Una vez el hombre llamó a la mujer de pantalones blancos: “Tuca”. Era cercano el mediodía y las gaviotas, al sonar el nombre, iniciaron el vuelo de reconocimiento, chillando sobre el pedazo desierto de playa.

Cuando llegaba el momento de tostarme la espalda, buscaba despedirme de la playa con una rápida mirada. Una nueva y poderosa sabiduría mandaba ahora en mi cuerpo y era forzosa la obediencia. Quedaba con la cara escondida entre los codos, pasando en seguida al mundo de los filosos pastos amarillos y las hormigas. Pero nunca pude comprender la actividad de los insectos, sus carreras indecisas, eternamente buscando. Les sonreía, soplando unos pocos granos de arena para cubrirlos y verlos resucitar, a la tercera tentativa, de entre los muertos.

Atrás y arriba mío el mar resoplaba, más fuerte entonces, balanceando y hundiendo las insignificantes voces humanas que buscaban reconstruir para mí la playa perdida.
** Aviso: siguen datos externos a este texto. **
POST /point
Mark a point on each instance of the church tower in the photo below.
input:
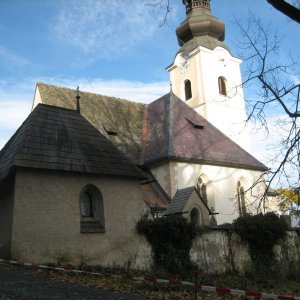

Y, cuando no era posible soportar el sol en los hombros y en los riñones, una sombra venía de cualquier parte.

– ¿Dormía?

Yo levantaba entonces la mejilla arenosa para saludar. Todas las tardes, al anochecer había olvidado la cara del vecino de playa. Ahora, en la mañana, volvía a conocerla. La risa, alargándole los ojos, prometía revelar la clave del rostro, el signo que permitiría recordarlo siempre.

– ¿Cómo se siente hoy?

Yo me sentía siempre bien, aunque un poco menos cuando él se acercaba. Lo veía como a un mensajero de mil cosas que me molestaba recordar. Llegaba siempre el momento en que, estirado, apoyado el cuerpo en los codos, el hombre sonreía a su propio pie en movimiento y murmuraba:

– ¿Sabe lo que me dice en la carta de hoy?

– ¿Eduardo? ¡Una carta por día! A veces pienso que usted las inventa.